Recently Dinyar sent me some interesting fragments from Dadabhai Naoroji’s papers. They were prefaced with this:

As a bit of background information: in the Naoroji Papers, there are hundreds and hundreds of letters from Indians resident in the UK from the 1860s-1900s. Since Naoroji was recognized as the most senior and prominent member of the British Indian community, he functioned as a mentor and father-figure for many of them. Whenever anyone got into trouble, faced financial problems, or needed academic advice, they turned to Naoroji. I have discovered a telegraph from New Years Day 1901 (if I remember correctly) at 1am where a police constable at Vine St Station lets Naoroji know that an Indian has been arrested for public drunkenness, and wants Naoroji to bail him out of jail! Some of these letters will be included in an edited volume of selections from the Naoroji Papers that I am co-edited with Professor S.R. Mehrotra, who has written extensively on the early phase of the Indian nationalist movement.


No date (Naoroji’s reply dated 7 April 1903)

Rajaram B. Panvalkar to Dadabhai Naoroji

Anerley Park, London

R-13 (1)

Six handwritten pages

Original: Laminated. Difficult to read due to lamination and ink bleeding through paper.

The following letter was written at Naoroji’s Anerley Park residence, on Naoroji’s stationery. As the author himself indicates, it was written ‘in haste & in mental uneasiness;’ hence, the numerous spelling and grammatical errors, which have all been left intact.

[DN:] repld 7/4/1903

Washington House,

72, Anerley Park,

London. S.E.

Dear Sir

I think you remember to have met Pundit Jwalanath Sharma [(]B.A. B.L. of Calcutta) some months back. He was staying at 50 Kenilworth Road, Kilburn N.W.) [sic].
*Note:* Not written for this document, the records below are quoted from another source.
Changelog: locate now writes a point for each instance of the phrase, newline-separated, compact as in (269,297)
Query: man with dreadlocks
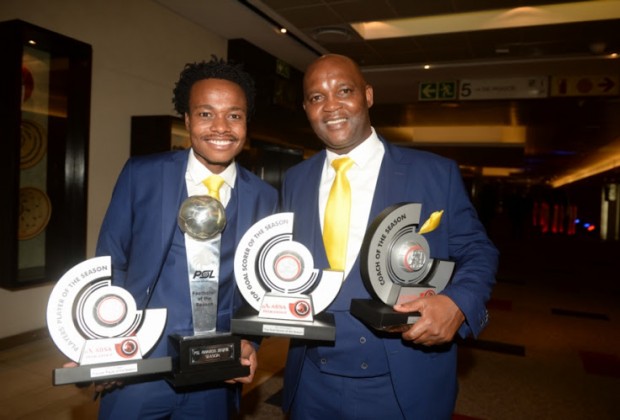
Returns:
(147,248)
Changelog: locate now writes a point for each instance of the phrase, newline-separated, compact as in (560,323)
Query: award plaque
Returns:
(204,354)
(397,267)
(284,292)
(98,326)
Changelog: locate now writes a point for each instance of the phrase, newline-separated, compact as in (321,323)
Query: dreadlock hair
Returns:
(216,68)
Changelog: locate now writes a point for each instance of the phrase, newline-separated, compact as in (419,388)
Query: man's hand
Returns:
(440,319)
(248,358)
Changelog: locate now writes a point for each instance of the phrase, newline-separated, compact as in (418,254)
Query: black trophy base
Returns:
(112,371)
(202,359)
(247,321)
(380,316)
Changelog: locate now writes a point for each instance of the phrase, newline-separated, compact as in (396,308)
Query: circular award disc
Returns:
(393,255)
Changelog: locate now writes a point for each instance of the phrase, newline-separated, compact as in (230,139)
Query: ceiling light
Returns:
(552,14)
(331,34)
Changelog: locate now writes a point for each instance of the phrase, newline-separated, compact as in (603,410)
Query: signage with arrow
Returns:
(437,91)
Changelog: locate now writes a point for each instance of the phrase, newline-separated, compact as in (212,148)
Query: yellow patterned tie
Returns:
(337,213)
(213,184)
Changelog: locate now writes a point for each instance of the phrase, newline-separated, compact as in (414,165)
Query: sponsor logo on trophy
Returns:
(98,326)
(397,267)
(277,278)
(204,354)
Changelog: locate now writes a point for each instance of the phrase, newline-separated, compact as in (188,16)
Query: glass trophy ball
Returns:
(202,217)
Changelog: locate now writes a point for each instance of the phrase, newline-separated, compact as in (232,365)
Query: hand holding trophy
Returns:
(397,267)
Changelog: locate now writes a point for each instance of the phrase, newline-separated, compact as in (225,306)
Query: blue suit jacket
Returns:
(424,379)
(138,232)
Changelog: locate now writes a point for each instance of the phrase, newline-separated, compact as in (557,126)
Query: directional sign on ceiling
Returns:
(585,85)
(437,91)
(511,88)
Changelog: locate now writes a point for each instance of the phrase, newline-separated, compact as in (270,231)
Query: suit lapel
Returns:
(174,192)
(392,181)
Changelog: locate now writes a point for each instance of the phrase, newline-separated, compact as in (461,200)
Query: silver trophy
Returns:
(397,267)
(285,293)
(98,326)
(204,355)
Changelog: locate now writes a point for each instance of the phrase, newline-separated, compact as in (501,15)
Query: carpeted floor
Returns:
(551,350)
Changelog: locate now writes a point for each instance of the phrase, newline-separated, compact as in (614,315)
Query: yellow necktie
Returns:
(337,213)
(213,184)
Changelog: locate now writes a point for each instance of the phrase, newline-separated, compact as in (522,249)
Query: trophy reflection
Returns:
(397,267)
(204,354)
(285,293)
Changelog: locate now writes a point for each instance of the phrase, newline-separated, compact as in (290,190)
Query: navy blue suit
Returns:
(147,248)
(424,379)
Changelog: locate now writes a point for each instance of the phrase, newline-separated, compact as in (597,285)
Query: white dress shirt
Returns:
(367,158)
(197,172)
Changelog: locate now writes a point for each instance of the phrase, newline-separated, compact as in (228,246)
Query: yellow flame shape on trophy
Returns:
(432,222)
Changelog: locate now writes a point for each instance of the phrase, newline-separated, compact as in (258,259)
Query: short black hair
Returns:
(216,68)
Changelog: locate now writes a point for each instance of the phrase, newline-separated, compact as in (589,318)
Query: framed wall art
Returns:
(45,80)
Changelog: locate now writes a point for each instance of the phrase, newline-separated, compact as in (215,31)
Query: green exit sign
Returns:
(437,91)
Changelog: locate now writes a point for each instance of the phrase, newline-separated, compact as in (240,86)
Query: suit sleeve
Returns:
(475,256)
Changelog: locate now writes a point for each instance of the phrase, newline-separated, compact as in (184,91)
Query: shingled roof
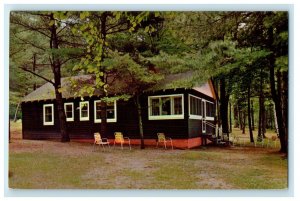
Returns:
(46,91)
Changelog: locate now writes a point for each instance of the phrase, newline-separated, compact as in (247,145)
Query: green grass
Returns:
(55,165)
(179,169)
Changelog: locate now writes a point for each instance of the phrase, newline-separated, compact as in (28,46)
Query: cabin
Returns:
(186,115)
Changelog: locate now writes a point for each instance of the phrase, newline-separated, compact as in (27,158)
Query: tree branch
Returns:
(40,76)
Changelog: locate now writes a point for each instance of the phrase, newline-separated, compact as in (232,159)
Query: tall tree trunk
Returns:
(56,68)
(249,115)
(224,98)
(260,130)
(244,122)
(252,116)
(33,69)
(263,117)
(276,95)
(236,116)
(103,115)
(285,105)
(103,104)
(139,111)
(241,119)
(230,121)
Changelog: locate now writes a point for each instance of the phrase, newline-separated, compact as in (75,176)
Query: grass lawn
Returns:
(55,165)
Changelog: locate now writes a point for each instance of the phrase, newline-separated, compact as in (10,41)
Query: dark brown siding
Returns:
(127,120)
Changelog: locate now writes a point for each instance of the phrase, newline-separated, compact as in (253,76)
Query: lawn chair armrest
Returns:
(127,138)
(105,139)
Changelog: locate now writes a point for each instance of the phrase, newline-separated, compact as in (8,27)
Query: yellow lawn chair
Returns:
(161,138)
(100,141)
(119,138)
I am sorry to tell that he is dead; and I wanted to consult you about his funeral; he has some 60£. in the bank (Thomas Cook & Sons). He was a Brahmin and belonged to the Nagari class. I wish to give him a descent creamation [sic] & I hope you will join me in that.
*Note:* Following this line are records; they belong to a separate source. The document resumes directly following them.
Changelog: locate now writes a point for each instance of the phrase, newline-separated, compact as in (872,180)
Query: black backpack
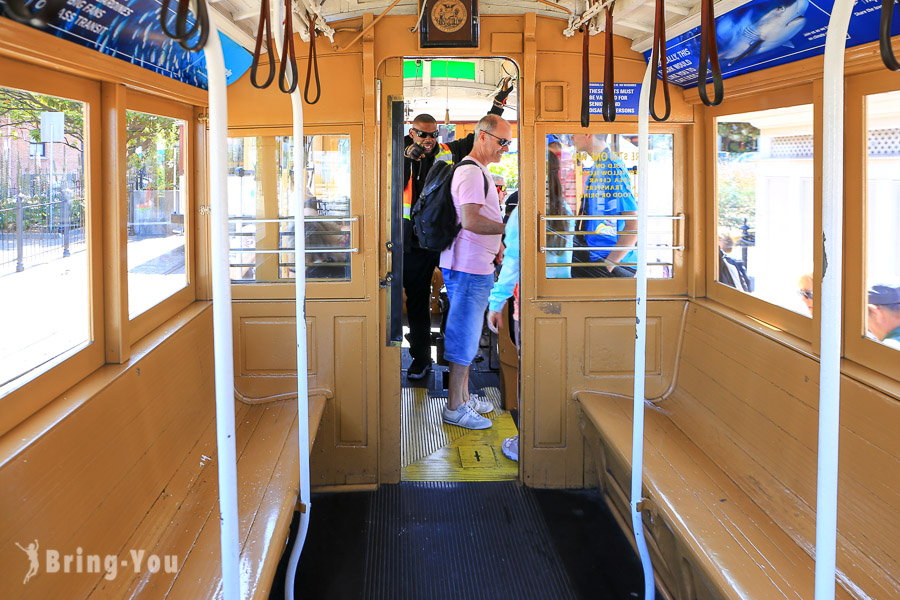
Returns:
(434,215)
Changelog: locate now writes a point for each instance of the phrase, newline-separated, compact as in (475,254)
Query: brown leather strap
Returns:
(585,77)
(287,53)
(312,62)
(709,52)
(609,92)
(658,60)
(265,27)
(884,43)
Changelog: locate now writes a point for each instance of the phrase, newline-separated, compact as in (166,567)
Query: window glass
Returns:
(764,184)
(261,213)
(156,202)
(596,174)
(883,218)
(44,279)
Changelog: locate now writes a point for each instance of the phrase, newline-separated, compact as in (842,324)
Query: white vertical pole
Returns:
(221,288)
(830,301)
(298,200)
(640,340)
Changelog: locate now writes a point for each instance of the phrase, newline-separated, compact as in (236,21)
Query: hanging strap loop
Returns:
(312,62)
(585,77)
(709,51)
(884,43)
(17,11)
(609,92)
(287,53)
(265,27)
(658,61)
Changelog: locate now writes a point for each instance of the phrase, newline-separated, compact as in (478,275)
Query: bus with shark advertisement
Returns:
(266,332)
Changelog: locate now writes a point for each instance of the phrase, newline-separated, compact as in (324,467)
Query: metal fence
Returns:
(34,230)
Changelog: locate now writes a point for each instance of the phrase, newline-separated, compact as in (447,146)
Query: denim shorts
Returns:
(468,302)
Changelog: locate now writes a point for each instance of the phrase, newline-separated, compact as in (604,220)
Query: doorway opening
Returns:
(456,93)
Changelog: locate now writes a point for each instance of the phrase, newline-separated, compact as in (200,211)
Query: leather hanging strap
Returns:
(312,62)
(287,53)
(709,52)
(265,27)
(609,92)
(887,51)
(586,77)
(17,11)
(182,33)
(658,60)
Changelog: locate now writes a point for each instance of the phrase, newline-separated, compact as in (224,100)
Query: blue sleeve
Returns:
(509,272)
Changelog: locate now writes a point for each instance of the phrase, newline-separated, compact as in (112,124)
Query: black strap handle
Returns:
(658,60)
(585,77)
(17,11)
(709,51)
(287,53)
(265,27)
(884,43)
(182,33)
(312,62)
(609,92)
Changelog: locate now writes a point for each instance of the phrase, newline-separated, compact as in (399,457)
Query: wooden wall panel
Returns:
(350,388)
(550,384)
(603,348)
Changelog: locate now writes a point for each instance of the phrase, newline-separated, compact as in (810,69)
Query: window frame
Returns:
(857,347)
(796,324)
(353,288)
(33,390)
(612,287)
(148,320)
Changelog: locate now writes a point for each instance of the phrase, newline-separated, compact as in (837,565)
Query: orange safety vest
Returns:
(443,154)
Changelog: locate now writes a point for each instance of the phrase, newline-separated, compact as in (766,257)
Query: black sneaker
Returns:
(418,369)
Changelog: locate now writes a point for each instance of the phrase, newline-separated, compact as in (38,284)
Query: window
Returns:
(260,186)
(883,219)
(44,275)
(156,203)
(764,192)
(596,174)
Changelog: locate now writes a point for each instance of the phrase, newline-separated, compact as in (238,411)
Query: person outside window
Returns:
(468,268)
(605,191)
(422,150)
(883,309)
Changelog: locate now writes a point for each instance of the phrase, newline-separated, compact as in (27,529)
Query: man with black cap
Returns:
(422,150)
(884,314)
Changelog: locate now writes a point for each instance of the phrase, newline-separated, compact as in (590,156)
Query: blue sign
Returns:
(627,96)
(129,30)
(768,33)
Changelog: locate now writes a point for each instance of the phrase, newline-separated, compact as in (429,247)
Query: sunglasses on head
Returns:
(502,141)
(431,134)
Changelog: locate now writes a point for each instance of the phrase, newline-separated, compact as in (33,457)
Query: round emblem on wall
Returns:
(449,15)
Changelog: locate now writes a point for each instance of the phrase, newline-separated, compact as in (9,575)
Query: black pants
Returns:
(418,269)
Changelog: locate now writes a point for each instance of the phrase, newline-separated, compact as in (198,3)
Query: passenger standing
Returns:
(468,267)
(606,191)
(422,150)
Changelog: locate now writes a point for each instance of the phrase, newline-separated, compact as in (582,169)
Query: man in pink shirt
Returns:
(468,267)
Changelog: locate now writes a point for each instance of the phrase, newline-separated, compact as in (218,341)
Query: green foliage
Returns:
(736,193)
(508,167)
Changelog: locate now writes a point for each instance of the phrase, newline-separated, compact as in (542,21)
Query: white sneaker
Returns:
(465,416)
(510,448)
(480,404)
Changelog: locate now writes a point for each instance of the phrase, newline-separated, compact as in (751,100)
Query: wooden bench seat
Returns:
(730,470)
(184,522)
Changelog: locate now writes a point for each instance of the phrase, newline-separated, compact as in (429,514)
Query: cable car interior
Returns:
(686,380)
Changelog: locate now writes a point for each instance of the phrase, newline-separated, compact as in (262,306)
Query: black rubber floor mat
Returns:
(457,541)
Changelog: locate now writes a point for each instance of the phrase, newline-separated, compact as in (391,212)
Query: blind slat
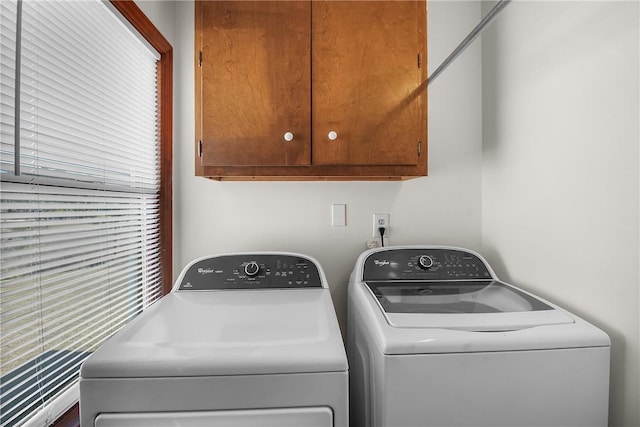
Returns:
(79,228)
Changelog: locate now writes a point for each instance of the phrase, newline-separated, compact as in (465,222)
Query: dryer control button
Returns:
(252,269)
(425,261)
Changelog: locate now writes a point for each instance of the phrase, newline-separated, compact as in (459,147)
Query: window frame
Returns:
(134,15)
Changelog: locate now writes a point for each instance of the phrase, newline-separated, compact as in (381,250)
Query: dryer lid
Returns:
(226,333)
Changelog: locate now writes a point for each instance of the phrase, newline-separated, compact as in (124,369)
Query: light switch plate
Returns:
(338,215)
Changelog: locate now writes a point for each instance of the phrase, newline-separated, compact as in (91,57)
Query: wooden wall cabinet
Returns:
(311,89)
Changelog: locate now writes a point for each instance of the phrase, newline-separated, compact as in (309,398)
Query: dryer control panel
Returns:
(251,271)
(424,264)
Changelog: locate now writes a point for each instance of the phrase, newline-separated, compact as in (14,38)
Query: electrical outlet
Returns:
(380,220)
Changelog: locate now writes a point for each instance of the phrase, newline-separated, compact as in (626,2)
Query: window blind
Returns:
(79,203)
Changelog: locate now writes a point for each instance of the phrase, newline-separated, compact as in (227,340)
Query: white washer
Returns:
(242,340)
(435,339)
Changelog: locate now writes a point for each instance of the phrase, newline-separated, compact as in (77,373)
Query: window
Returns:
(85,195)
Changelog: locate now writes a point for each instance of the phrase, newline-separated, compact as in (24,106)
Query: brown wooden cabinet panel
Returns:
(254,80)
(367,82)
(357,68)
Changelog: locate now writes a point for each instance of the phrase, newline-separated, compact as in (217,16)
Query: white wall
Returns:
(560,186)
(214,217)
(551,195)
I dare say you know me. I am a member of the London Indian Society. I am a man of no means, therefore I can’t take the matter in my hand. The Police have removed the body to their quarters and tomorrow there will be the coroner’s inquest. The Police have also cabled to his wife in Calcutta through Thomas Cook & Sons) [sic]. I am a Maratha Brahmin. I wish to do my best to help in the matter. The police have his bank acc. book; but if you will be kind enough to forward me me [sic] some advice as to what should be done I shall be highly obliged to you.

The undertaker says he must make a coffin for him—& a special permission for creamation should be issue[d]—or granted.

I am sorry you were not home—hoping to know from [you] immediately tomorrow morning and with kindly regards.

I am writing in haste & in mental uneasiness

Yours sincerely

Rajaram [B. Panvalkar]

If you could conveniently do so, I shall be pleased to see you at his funeral.

I am poor and so could not do anything for him in the matter of money.


Please write without fail—

Hon. Dadabhai Nawaroji

9 April 1903

Rajaram B. Panvalkar to Dadabhai Naoroji

Kilburn, London


Two handwritten pages

Original: fair

[DN:] Repd 10/4/1903


41 Hopefield Avenue,

Kilburn, N.W.


Dear Sir,

The coroner’s inquest took place yesterday forenoon at 11.35 A.M. The doctors verdict was that he died of “heart disease accelerated by opium eating”. We have arranged to cremate him on Saturday morning at 11 A.M. at the Crematorium Golders Green, Finchley. The funeral procession will start from 73, Victoria Road Kilburn N.W. (where he died) at 10 A.M. sharp.

I shall be pleased to see you among us that time if this time is not inconvenient to you.

From Victoria sta.—red buses come straight to Kilburn.